Additionally, modern DV solutions offer dynamic data catalogs that not only list all of an organization’s available data sources but provide access to the data from right there in the catalog. They also leverage their unified metadata capabilities to enable stakeholders to implement data quality, data governance and security protocols across an organization’s disparate data sources, from a single point of control. That is particularly important for insurance companies, which are expected to understand and protect their customers personally identified information (PII), such as credit cards, healthcare and Social Security numbers, credit scores and banking information. That helps organizations comply with regulations such as GDPR, CCPA and U.K. Data Protection Act, to name a few. Finally, some of the best DV solutions offer premium features such as query acceleration through aggregation awareness, AI/ML driven dataset recommendation and auto-scaling architecture in the cloud.
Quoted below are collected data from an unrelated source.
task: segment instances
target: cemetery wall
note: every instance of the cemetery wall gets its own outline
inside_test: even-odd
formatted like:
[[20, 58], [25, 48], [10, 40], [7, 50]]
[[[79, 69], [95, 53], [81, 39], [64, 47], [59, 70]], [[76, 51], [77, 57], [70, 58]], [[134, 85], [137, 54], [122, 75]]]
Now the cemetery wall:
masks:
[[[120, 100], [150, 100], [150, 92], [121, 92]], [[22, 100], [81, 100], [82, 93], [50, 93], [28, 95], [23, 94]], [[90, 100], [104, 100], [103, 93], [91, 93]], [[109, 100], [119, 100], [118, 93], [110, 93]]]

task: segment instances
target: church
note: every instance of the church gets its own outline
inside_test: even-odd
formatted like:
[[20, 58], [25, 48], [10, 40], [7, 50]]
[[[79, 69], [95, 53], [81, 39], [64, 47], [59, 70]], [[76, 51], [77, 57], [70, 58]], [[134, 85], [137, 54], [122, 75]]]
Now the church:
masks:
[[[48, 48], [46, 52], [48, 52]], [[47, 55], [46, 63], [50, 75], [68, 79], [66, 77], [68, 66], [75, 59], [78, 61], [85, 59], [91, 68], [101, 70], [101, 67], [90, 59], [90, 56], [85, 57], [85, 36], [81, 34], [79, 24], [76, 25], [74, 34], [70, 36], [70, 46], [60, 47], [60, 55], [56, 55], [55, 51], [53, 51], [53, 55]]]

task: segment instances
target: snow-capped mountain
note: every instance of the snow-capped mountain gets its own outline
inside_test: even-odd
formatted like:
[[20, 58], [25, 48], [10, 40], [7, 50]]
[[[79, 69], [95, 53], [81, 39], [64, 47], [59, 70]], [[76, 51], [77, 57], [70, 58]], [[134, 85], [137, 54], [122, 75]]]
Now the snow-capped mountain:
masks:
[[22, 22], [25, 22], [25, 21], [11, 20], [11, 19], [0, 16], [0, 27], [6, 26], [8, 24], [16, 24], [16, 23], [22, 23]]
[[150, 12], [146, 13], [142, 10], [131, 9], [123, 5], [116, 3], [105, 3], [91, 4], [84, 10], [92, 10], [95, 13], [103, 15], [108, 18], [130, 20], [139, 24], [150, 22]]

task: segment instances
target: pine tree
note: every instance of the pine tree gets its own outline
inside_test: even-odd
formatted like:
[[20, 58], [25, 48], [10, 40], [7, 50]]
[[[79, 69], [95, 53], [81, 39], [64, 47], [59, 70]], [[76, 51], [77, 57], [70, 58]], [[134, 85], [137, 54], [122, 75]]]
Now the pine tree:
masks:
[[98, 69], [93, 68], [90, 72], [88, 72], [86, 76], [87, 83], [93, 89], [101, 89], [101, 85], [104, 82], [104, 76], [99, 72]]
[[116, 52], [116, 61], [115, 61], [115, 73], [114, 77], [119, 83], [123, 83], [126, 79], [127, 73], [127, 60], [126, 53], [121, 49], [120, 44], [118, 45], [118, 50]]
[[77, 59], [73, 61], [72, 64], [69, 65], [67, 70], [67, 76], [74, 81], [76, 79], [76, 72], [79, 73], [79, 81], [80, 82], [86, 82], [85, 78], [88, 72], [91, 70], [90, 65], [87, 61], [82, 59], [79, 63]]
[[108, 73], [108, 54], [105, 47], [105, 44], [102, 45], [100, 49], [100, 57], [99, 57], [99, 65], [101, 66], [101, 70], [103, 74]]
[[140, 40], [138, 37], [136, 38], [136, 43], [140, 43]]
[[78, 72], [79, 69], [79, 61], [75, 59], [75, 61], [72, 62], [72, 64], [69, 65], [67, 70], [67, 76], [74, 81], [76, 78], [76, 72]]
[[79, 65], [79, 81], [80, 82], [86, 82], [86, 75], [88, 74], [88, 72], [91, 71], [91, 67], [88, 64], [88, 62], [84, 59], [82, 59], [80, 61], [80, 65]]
Supported by data virtualization, a logical data fabric can enable a wide range of benefits, including:

Real-time data integration across disparate systems. Logical data fabric enables real-time access to data across vastly different kinds of sources, including cloud and on-premises systems; streaming and historical data systems; legacy and modern systems; structured, semi-structured and completely unstructured sources; and cloud systems provided by different vendors. It can handle flat files, social media feeds, IoT data and more.
Enterprise data catalogs. Logical data fabric enables comprehensive data catalogs across the entire enterprise and provides seamless access to the data itself. Business users can use the catalog to understand what data is available and any conditions under which it can be used. They can also capture the full lineage of any dataset as well as all applicable associations.
Seamless governance and security. Because data in a logical data fabric is accessed through a unified data access layer, organizations can easily control who is allowed to view or edit which data.
Powerful AI/ML capabilities. With a unified, logical framework, a logical data fabric enables AI/ML capabilities at a variety of different points within the offered solution, including query optimization, data delivery and automated recommendations within the data catalog.
Simplified maintenance. Logical data fabric protects users and administrators from the complexities of accessing each individual source and operates with each data source “as it is.” Unlike ETL scripts -- which need to be re-written, re-tested and re-deployed whenever a source is removed or changed -- logical data fabric accommodates these changes, greatly simplifying the overall administrative burden.

The data landscape is only going to get more complex for insurers, and business users will only want broader, faster access to all of the data available without unnecessary risk or liability. Implementing a logical data fabric built on data virtualization has proven to deliver information immediately to meet business demands and does so without the cost of a monolithic hardware upgrade. More importantly, it promises to reduce the total costs of the data infrastructure by leaving the source data exactly where it is. Put simply, the logical data fabric can act as an indemnity to data management and to leveraging your precious data assets.